Hi Lola, I don't know the Virgin route north of Crewe but know it quite intimately from Crewe south to London. I do understand that on the way from the border it runs near the Lake District - stopping at Oxenholme. The Virgin (West Coast) route is operated by almost all class 390 Pendolino trains, either 9 or 11 coaches, with the 4 coaches of First Class at the London end of the train. I can give more amenity information on request. The train is a tilting model which allows it to go at high speed through many curves which slow down conventional trains. It needs that tilting ability because if there is one thing that the West Coast Main Line is not, it is NOT straight. Maximum speed is 125 mph on a train and track designed for 140 mph, speed held down because the current signalling system isn't capable of faster. South of Crewe, a major train junction and large station (with trains connecting to Manchester, North Wales, Mid Wales, Liverpool, and Chester) the line winds through the hills of Cheshire. Views are of rolling hillside, lots of dairy cattle, the occasional sheep, and rivers. Occasional views of a canal. Stafford has a lovely botanical garden and rose garden across the street from the station but it is invisible from the train. South of Stafford you will have more regular sightings of the Grand Union Canal, and more industry. Pass through Wolverhampton - the heart of the Black Country and mostly you will see abandoned canal and rail side factories. It was known as the Black Country because the sky was black from the factory and steel mill smoke. No longer, the factories are silent and the steel mills are elsewhere now. You are now following the Birmingham Navigations and the Birmingham Level. Through Birmingham New Street Station which is slowly being rebuilt while remaining open. ... more ...

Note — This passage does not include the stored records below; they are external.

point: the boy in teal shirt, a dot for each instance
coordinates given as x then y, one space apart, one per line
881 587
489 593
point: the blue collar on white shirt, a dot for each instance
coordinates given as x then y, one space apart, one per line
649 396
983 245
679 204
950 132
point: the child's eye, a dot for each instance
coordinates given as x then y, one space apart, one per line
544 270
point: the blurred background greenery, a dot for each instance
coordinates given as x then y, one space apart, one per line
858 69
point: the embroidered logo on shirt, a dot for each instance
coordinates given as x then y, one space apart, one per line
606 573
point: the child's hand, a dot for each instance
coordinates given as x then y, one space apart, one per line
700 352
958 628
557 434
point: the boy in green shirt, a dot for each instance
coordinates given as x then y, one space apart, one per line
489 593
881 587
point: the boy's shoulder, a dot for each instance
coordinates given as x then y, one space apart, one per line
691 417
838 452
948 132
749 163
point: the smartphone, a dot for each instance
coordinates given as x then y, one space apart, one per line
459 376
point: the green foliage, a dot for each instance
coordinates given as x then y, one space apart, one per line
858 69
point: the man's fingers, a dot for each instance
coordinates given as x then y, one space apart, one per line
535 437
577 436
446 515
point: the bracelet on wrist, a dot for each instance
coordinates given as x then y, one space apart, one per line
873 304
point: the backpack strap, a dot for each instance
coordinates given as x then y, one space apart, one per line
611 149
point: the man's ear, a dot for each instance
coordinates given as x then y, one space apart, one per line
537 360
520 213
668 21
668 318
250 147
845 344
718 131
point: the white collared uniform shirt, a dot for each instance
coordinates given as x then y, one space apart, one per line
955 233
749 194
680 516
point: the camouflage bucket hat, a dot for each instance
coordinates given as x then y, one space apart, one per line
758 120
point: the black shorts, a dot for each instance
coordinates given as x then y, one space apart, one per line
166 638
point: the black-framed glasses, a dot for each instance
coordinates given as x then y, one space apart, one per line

... more .. Having left the canal in Birmingham there is a mix of factories and countryside as the train stops again at Birmingham International where there is an exhibition centre and the international airport, then Warwickshire countryside, Coventry, and more Warwickshire countryside where the Grand Central Canal is back in view from time to time, and will be for the rest of the journey south. Now Rugby, the home of the eponymous game, and quite near Althorp Hall which was the home of Diana who at one time was Princess of Wales. The land is almost all arable agriculture, mostly wheat, corn, barley or rape. Bigger rolling hills as you approach the Chilterns at Berkhamstead (where there is ruined castle across the line from the station - but you won't see much at 125 mph) and pass through Watford where the Harry Potter studio tour is, and you are now in the northern suburbs of London. A few more minutes of factories and houses and you're there. - = - As far as the East Coast route, I haven't done it for years. It actually goes faster because of different signalling constraints, mostly much straighter, with traditional trains. To see the shortish portion of the North Sea sit on the left.